T’Challa’nın ölümünün ardından abisinin anısını onurlandırmak isteyen teknoloji dâhisi Shuri’nin film boyunca Black Panther olmayı reddettiğini görüyoruz. Okoye önderliğinde Wakanda’nın güçlü savaşçıları ülkelerini ve sahip oldukları gücü korumaya çalışıyor ancak yine de krallık savunmasız görünüyor çünkü dış dünya ürkütücü askeri ve endüstriyel kullanımları için gerekli olan nadir mineral vibranyum rezervlerine erişim sağlamak için komplolar kuruyor. Birleştirici bir liderin yokluğu bu noktada Wakanda’da düzensizliğe sebep oluyor.
Film duygu yoğunluğu dışında oldukça fazla yan karaktere de sahip. Okoye, Nakia, M’Baku ve Ajan Everett Ross gibi serinin ilk filminde gördüğümüz karakterlerin yanı sıra; yapımın ana kötüsü Namor, muhtemel yeni genç yenilmezimiz Riri Williams ve Valentina Allegra de Fontaine gibi yeni yüzler de bu filmde bizlere eşlik ediyor.

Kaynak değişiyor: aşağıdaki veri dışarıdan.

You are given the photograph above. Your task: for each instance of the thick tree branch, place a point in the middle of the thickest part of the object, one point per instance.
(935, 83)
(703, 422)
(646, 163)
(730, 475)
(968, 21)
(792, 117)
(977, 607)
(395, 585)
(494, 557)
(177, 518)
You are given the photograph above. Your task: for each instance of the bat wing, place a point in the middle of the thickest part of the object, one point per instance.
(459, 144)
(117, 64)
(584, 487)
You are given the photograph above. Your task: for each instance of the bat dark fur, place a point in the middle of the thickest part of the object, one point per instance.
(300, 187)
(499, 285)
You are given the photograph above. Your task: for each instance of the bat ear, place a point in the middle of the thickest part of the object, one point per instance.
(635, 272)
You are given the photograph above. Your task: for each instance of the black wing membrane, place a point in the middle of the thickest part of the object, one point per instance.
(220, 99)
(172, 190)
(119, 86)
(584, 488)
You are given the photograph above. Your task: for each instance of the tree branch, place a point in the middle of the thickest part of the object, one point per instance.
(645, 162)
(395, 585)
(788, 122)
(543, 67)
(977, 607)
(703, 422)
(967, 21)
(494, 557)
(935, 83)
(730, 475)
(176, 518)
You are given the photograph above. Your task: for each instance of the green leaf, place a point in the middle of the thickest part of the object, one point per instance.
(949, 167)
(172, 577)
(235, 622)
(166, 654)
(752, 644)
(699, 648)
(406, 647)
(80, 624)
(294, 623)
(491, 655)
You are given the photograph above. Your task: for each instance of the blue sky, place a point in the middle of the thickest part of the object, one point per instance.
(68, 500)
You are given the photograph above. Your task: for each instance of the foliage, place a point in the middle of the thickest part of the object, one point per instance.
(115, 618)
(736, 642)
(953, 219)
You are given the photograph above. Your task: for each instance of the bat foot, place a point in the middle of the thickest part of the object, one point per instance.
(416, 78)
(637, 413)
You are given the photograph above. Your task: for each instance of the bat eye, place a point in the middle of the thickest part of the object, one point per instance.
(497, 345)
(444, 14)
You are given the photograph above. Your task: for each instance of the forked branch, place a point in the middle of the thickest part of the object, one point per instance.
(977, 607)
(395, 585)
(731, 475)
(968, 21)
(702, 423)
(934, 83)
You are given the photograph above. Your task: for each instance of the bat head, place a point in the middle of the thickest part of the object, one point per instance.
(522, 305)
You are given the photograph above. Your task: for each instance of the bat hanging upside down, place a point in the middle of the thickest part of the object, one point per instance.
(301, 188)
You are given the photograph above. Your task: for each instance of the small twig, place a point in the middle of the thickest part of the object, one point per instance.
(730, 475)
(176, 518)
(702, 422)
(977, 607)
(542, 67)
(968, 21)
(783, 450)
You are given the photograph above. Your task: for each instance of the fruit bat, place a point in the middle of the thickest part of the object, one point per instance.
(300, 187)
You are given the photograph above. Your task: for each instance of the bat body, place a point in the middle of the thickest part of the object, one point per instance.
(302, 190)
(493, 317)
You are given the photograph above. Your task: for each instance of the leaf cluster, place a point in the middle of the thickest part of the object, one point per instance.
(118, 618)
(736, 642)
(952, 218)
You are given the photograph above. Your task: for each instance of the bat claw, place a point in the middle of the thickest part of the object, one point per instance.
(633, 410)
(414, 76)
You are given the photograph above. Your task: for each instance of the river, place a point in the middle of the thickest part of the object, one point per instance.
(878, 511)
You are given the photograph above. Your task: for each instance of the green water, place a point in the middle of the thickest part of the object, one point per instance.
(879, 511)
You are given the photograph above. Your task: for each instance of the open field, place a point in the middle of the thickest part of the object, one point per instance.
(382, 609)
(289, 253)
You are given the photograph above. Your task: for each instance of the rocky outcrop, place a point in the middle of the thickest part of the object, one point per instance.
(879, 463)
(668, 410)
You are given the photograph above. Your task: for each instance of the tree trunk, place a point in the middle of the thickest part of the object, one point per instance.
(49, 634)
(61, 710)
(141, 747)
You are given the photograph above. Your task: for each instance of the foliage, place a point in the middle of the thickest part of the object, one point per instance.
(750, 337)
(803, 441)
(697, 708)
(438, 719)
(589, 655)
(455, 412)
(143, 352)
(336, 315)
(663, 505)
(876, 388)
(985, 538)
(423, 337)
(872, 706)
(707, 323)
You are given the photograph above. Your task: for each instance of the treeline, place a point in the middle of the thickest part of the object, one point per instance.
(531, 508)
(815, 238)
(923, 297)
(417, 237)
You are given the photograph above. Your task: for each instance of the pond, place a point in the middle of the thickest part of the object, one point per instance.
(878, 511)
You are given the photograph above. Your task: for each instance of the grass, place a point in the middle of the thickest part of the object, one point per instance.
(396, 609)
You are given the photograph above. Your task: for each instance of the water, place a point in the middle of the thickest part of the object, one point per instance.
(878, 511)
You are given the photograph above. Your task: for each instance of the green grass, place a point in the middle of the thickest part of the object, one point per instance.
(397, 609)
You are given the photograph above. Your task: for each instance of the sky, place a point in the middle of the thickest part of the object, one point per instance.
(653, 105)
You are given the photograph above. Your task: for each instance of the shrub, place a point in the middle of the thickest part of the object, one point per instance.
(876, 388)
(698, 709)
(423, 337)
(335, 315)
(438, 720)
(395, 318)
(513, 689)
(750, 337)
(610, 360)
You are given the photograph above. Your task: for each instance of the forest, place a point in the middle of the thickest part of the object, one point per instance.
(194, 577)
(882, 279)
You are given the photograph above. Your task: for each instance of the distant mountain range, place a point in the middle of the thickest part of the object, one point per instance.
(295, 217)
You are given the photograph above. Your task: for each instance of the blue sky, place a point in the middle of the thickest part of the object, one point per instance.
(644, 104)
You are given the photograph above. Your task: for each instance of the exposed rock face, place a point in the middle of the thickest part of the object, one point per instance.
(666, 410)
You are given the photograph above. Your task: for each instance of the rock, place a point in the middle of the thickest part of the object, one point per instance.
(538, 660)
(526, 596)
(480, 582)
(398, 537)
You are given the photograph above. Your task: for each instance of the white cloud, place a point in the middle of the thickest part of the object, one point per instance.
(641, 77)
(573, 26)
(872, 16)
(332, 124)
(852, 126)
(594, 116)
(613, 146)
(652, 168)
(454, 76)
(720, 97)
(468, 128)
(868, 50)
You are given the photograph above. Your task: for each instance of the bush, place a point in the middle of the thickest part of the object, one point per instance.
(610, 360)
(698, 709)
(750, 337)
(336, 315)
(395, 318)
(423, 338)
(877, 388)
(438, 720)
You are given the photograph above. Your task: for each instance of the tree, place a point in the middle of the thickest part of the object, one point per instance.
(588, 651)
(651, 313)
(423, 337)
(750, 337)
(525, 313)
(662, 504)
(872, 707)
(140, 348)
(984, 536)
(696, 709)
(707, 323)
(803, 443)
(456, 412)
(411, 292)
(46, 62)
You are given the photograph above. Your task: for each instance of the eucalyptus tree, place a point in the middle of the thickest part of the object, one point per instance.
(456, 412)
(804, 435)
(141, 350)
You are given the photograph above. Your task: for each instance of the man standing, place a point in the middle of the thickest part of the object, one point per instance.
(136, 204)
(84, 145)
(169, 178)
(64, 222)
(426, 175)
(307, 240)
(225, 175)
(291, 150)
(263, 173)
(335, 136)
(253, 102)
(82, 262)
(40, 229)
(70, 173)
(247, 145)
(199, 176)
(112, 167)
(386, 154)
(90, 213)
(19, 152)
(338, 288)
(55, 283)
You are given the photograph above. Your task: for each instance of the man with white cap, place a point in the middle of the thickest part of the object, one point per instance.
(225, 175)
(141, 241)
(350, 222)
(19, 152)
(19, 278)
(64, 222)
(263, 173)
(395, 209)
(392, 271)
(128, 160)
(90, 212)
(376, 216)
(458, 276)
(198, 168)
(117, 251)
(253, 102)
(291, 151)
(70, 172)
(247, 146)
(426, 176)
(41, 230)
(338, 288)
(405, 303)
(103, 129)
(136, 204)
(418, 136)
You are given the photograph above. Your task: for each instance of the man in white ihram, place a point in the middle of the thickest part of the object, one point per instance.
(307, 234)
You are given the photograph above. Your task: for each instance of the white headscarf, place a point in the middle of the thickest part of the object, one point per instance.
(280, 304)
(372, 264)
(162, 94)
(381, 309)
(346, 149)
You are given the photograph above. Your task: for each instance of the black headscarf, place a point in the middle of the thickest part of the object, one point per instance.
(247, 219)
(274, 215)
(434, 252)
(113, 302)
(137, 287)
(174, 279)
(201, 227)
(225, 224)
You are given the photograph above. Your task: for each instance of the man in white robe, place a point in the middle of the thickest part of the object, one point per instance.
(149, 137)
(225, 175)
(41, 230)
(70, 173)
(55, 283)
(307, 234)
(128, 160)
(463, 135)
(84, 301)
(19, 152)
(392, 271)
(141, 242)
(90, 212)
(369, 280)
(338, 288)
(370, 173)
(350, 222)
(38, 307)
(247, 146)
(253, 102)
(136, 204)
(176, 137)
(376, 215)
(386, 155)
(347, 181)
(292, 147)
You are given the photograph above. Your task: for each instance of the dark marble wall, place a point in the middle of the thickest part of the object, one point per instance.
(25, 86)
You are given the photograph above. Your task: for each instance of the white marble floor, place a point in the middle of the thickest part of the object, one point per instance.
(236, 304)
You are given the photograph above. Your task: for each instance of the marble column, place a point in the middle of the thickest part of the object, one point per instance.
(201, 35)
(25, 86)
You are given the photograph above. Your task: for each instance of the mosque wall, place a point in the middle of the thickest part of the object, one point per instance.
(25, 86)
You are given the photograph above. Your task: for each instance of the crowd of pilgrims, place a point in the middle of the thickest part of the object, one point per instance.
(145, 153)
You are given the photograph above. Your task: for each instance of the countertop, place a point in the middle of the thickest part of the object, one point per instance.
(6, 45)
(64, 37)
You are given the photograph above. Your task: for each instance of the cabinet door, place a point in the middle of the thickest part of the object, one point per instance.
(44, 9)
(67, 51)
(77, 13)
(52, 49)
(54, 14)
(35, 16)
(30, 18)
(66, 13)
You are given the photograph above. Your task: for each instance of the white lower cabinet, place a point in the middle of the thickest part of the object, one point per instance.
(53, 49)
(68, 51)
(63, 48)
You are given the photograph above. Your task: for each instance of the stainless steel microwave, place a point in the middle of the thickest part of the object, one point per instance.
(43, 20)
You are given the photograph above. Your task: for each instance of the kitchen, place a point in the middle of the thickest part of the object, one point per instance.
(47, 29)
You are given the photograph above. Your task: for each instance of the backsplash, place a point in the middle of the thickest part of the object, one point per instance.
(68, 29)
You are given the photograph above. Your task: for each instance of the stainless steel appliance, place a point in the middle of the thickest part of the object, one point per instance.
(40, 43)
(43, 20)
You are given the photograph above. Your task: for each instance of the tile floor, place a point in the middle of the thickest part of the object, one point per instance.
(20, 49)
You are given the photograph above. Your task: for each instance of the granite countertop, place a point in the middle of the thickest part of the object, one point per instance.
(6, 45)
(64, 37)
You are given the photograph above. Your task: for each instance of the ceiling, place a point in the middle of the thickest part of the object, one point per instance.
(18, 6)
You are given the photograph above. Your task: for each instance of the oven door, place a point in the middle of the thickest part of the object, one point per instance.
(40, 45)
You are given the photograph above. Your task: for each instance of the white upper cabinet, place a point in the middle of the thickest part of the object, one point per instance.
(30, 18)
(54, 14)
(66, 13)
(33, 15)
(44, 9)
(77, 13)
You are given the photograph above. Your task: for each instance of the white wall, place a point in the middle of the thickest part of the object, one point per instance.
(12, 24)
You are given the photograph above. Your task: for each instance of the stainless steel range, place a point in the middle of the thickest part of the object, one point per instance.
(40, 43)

Wakanda karşı karşıya kaldığı dış dünya ile savaşında Kraliçe Ramonda’nın muhteşem diplomatik becerileri, M’Baku liderliğindeki Jabari’nin ve Okoye liderliğindeki Dora Milaje’nin dövüş hünerleri sayesinde kafa tutabilmiş olsa da deniz altından gelen beklenmedik bir tehdit tüm denklemleri tersine çeviriyor.
TALOKAN HALKI VE NAMOR

Namor (Tenoch Huerta Mejía), dünyadan izole bir hayat süren Talokan halkının kralıdır. Sivri kulakları ve ayak bileklerinde kanatları olan bir yarı tanrıdır. Çizgi roman okuyucuları onu Sub-Mariner olarak da hatırlayacaktır. Filmde Namor’u, amaçları doğrultusunda meşru bir kini ve tutarlı bir siyasi argümanı olan kötü adam olarak izliyoruz.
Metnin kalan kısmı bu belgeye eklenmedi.